= Stock statement =

Type of business statement

A stock statement is a business statement that provides information on the value and quantity of stock-related transactions. This statement describes how much stock was purchased at what value and when, and is a matter of accounts and finance supplied by the cash credit account holder (e.g. a private limited company) to banks providing loans at a regular interval. It details opening and closing balances for transacted items as well.

Banks providing loans wish to know their customers' stock values as of a certain date. To ascertain this value, an accountant first needs to know the existing quantity of the company's stock on that day. This quantity will then be multiplied by the rate of its market value. The result will be the stock value. Making a statement of all kinds of stocks in a company's store on that particular date becomes a "bank stock statement", also known as an "inventory statement".

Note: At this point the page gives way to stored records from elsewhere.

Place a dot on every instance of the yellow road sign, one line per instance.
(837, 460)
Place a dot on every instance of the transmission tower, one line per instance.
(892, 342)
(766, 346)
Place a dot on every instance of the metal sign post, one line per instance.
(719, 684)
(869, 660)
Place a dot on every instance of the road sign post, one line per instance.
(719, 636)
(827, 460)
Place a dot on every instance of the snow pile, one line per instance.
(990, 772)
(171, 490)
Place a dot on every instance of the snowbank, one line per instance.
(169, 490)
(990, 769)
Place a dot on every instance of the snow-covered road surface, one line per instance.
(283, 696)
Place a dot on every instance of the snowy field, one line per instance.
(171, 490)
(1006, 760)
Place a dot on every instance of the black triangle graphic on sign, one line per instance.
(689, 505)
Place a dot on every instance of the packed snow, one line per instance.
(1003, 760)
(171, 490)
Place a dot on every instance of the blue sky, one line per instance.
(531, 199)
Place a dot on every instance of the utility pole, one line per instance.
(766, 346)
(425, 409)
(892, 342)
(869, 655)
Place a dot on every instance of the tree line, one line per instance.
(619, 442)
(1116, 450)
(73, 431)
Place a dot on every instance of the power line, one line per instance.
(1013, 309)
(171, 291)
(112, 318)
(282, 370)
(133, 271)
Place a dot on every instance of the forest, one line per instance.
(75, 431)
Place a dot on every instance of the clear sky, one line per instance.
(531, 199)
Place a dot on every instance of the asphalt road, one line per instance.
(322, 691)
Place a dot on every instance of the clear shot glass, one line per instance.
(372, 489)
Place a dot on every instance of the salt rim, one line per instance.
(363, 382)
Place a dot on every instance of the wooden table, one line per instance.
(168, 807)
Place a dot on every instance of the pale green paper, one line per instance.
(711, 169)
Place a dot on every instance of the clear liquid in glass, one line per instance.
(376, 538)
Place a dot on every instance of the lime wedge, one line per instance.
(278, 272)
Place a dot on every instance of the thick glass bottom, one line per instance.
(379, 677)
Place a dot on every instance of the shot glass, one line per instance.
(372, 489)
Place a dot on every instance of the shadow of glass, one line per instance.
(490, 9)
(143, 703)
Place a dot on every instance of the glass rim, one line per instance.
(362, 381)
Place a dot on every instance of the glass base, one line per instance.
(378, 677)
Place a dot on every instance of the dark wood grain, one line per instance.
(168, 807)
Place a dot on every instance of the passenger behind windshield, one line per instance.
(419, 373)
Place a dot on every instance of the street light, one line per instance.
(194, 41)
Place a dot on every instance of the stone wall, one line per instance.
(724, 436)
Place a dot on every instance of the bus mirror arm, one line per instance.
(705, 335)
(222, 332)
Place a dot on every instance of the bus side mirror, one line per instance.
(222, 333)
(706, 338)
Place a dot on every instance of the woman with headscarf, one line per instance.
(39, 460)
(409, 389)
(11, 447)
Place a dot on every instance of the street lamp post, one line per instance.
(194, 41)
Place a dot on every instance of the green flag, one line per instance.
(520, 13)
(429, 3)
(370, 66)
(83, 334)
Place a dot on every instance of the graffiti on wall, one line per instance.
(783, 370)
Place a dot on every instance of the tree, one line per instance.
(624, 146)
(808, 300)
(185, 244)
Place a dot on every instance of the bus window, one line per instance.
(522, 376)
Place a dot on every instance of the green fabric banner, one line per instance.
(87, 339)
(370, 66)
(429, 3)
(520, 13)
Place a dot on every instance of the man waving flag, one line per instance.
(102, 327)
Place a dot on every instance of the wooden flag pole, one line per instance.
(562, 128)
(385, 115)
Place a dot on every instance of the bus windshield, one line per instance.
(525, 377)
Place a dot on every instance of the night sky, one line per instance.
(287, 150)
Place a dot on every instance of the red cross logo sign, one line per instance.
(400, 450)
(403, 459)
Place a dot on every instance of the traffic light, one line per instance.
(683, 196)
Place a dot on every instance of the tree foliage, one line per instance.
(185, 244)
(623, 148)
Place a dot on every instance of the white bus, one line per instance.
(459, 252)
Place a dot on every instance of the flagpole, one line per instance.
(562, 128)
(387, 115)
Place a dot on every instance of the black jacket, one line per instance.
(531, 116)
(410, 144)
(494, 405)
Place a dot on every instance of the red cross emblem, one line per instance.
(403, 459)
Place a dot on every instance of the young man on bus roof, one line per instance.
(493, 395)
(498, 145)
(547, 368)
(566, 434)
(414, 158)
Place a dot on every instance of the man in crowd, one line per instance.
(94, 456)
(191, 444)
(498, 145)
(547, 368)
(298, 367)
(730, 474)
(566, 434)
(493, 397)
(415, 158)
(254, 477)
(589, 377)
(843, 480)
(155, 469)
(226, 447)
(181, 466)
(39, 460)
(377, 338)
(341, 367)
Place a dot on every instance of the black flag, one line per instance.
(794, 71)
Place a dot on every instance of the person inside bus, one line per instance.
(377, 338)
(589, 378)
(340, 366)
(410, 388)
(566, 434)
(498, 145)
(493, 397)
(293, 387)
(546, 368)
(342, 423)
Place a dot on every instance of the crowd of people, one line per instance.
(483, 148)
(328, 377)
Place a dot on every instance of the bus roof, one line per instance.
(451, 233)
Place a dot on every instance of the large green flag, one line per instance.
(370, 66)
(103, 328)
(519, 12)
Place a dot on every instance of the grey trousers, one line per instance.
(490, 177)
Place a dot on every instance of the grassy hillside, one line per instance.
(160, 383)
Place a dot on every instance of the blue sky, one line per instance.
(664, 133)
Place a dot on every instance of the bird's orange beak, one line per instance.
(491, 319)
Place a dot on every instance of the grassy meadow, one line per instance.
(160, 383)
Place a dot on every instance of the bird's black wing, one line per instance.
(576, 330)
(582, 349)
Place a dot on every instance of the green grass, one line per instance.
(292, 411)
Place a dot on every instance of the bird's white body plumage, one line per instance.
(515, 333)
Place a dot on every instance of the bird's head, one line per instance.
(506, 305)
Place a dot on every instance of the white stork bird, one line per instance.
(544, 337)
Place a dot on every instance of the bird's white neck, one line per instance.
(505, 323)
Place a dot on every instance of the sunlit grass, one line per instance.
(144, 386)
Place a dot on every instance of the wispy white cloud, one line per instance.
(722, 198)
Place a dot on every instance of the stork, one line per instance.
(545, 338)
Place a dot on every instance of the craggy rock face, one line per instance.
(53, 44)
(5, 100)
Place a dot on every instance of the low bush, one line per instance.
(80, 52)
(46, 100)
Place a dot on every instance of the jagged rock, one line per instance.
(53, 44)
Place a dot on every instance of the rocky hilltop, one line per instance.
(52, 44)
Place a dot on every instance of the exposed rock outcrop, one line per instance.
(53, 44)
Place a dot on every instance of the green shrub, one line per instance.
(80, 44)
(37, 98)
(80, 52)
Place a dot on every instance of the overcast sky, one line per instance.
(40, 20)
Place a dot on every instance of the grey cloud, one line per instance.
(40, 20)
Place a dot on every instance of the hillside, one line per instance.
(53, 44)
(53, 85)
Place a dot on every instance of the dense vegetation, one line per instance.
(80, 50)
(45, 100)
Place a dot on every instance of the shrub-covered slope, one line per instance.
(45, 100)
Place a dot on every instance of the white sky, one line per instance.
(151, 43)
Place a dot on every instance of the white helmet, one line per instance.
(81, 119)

To know the existing quantity of stocks, an owner may count the materials in the company's store(s). If the amount of stocks is very large, the accountant can opt for the following formula:

Closing stock = (opening stock in cost) + purchases - sales

For example:
- Opening stock in hand in cost = 100,000 pieces
- Add: Purchases during the period = 200,000 pieces
- Subtract: Sales during the period = (75,000) pieces
- Closing stock = 225,000 pieces

After getting this figure, an accountant would multiply with per-piece market rate, for example Rs. 3 per unit.

Closing stock becomes = Rs. 3 multiplied by 225,000 units = Rs. 675,000.

Banks give loans at a specific margin rates. If this margin is 10% then for a loan of Rs. 100,000, a company needs to maintain stock with a value of Rs. 100,000 + (10% of 100,000) = Rs. 110,000. If the stock goes below 110,000 then the bank may take the stocks from the debtor company.